TransWikia.com

NLP - Simple approach to identify commonalities in text comments between people

Data Science Asked by bazooka720 on December 22, 2020

For something we are working on, we were looking for a simple way to compare from review/feedback data against a question (for which there are multiple responses from multiple people), the following:

  1. What are the common things (things defined as phrases/sentences) they are saying (Some way to quantify the commonality too if possible). The point is to identify what seems to be areas of agreement about their review

  2. What are things that are not common (basically…what are those on-off sentences/phrases that have been told that are very uncommon)

  3. Where is there disagreement (i.e. are there sentences/phrases where there is disagreement potentially between the responses)

The goal is to find a simple solution to this and not necessarily model driven (there is paucity of data). Also…it needs to be directional at this time…as the goal is to prove that this can work and can product reasonable results.

Any help advise?

Thanks much!

PS: We would need some ‘intelligence’ in identifying the commonality or vice-versa (i.e. different words meaning same within a phrase should be considered common).

One Answer

Note: The questioner requests for the response to be simple. Although this approach below is not simple, it is an attempt to provide a perspective that could help.

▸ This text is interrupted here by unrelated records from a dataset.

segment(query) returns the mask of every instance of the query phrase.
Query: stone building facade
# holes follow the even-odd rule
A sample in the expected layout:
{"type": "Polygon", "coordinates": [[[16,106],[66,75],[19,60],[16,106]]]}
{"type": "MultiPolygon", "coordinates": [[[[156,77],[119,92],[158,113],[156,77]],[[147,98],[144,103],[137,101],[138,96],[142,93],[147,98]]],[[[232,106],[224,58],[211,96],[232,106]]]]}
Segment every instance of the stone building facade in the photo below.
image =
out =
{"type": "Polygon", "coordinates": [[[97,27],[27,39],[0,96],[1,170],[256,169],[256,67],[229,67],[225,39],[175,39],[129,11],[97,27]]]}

Understanding the problem stated:
At a conceptual level, there are arguably 3 concepts in this question as given below.

  1. Semantic similarity i.e. how similar the responses (in meaning) are to one another. In a way, this similarity could be loosely inferred as similar proposition.
  2. Syntactic similarity i.e which aspects (tokens or entities or chunks) overlap between the responses.
  3. Text classification i.e. "is one feedback in agreement with another or neutral or against?".

Evaluating approaches:
There could be many potential solutions. Following steps are one such attempt.

  1. Step 1 Deploy a cosine similarity algorithm to measure the similarity between responses. In order to bring it a step closer to semantic similarity, use WORDNET to build the features for computing cosine similarity. This will ensure that tokens such as "path" are treated closer to token "road".

  2. Step 2 Group responses (for the same question) beyond a threshold cosine value (example: 0.75) as similar responses. This can be loosely considered as a set of different responses for a question.

  3. Step 3 Train a model to identify agreement or disagreement between responses. This training can be based on a classification algorithm or at the least based on a bag of words approach(hard coded tokens such as "i dont agree", "it is incorrect" etc). This step is perhaps the least scientific one but the only pragmatic one that the author can think of.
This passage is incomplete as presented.